= Mystère au Louvre =

2017 French television film

Mystère au Louvre is a 2017 French TV film, fourth in the Mystère à... series of television films (2011 to 2018) set in the Paris of the Belle Époque. It concerns a fictional robbery at the Louvre museum in the 1880s. It was written by Elsa Marpeau and Florent Meyer and directed by Léa Fazer, and stars Alice Taglioni, Philippe Torreton and Cyril Descours. The heroine is "both a manipulator and manipulated, a thief, disguised as a young man, a woman of the world, fragile and strong".

== Plot ==
The most infamous burglar in Paris - Mercure - is in fact a woman, Constance de Coulanges, an outsider to high society who, partly to revenge the murder of her love Pierre two years previously in an attempted burglary, and to thwart the ruthless head of security at the Louvre, Inspector Thénard, plots to steal crown jewels from the museum. To this end, disguised as a man, she recruits an innocent circus performer Frédéric, able to do tight-rope walking and other stunts. However, since the failed theft Thénard has doubled security and installed a fatal high-voltage ring around the crown jewels display, making the endeavour almost impossible.
To pull off a masterstroke of stealing the jewels that had belonged to Empress Eugénie she also has to gain the attentions and confidence of the director, Alfred de Longeville, while overcoming the suspicions of Frédéric, the protector of his blind younger sister and with no experience in criminal activity, and to keep the identity of Mercure secret.

== Cast ==
- Alice Taglioni as Constance de Coulanges / Mercure
- Philippe Torreton as Thénard, chief of police at the Louvre
- Cyril Descours as Frédéric Delage
- Nicolas Marié as Alfred de Longeville, director of the Louvre
- Eriq Ebouaney as Vladimir, Constance's manservant
- Andy Gillet as Pierre Gamblin
- Alice de Germay de Cirfontaine as Lulu, sister of Delage
- Michaël Vander-Meiren as Marcel, a professional burglar
- Guillaume Bouchède as Paul Verlaine
- Erik Stouvenaker as Joris Karl Huysmans
- Emmanuel Joucla as the Duc de Morsauf
- Emmanuel Barrouyer as the Marquis
- Thierry Nenez as the shoe-maker
- Raphaël Magnabosco as a museum employee
- Claudine Acs as the Baronne

== Production ==
Alice Taglioni had already appeared in two of Fazer's films, Notre univers impitoyable (2008), and Cookie (2012). The film was a co-production of Production AKCB, France Télévisions Distribution, Noon, and Thalie Images. This was the third of four Mystère à... telefilms directed by Fazer.

===Filming===
According to the final credits some filming took place at the Musée du Louvre itself, as well as the Château de Fontainebleau, and the Domaine de Courson.

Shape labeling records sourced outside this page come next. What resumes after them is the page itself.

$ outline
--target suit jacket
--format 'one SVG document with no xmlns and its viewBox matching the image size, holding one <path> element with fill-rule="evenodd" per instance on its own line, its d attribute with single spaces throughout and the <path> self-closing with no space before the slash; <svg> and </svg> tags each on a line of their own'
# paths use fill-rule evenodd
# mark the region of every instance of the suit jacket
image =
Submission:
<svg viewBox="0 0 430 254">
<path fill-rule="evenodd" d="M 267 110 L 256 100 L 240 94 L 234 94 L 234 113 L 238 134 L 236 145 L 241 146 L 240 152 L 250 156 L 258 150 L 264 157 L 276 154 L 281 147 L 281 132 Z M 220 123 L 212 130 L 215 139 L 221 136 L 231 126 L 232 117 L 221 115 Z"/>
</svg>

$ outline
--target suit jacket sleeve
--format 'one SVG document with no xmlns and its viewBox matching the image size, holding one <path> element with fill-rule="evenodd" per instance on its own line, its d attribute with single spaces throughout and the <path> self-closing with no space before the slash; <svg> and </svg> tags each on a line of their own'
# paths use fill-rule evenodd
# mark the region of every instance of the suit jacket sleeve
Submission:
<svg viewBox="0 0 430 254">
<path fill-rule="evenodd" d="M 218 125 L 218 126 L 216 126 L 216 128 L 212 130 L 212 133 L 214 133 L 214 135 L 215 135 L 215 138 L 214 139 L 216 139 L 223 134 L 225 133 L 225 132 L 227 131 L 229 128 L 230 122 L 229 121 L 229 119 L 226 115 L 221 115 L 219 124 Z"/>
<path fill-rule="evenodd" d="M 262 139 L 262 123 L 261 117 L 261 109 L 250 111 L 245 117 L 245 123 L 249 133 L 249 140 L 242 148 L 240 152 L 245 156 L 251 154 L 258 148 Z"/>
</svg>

The original music for the film is by composer François Castello, who also wrote the soundtracks for Mystère au Moulin Rouge (2011) and Mystère à la Tour Eiffel (2015). The soundtrack includes the recording of the tenor air "Je crois entendre encore" sung by Alain Vanzo with the Orchestre Radio-Lyrique conducted by Manuel Rosenthal, in 1959.

== Reception ==
The programme was watched by an estimated 4.4 million people on its initial broadcast on France 2 on 27 December 2017, equivalent to 19.2% of those watching French television at that time and the most watched programme that evening. The film was repeated on 1 December 2025 on the T18 channel, followed by a panel discussion chaired by Ava Djamshidi about the theft of 19 October 2025 at the Louvre.

One critic noted that the plot involved "mystery, elegance and suspense, fully exploiting the prestigious setting of the Louvre, whose galleries, treasures and security devices become the centerpieces of a narrative", and that "[b]etween seduction, cunning and permanent danger, Mystère au Louvre explores the shadows of the criminal genius while offering a refined thriller in the heart of the most famous museum in the world.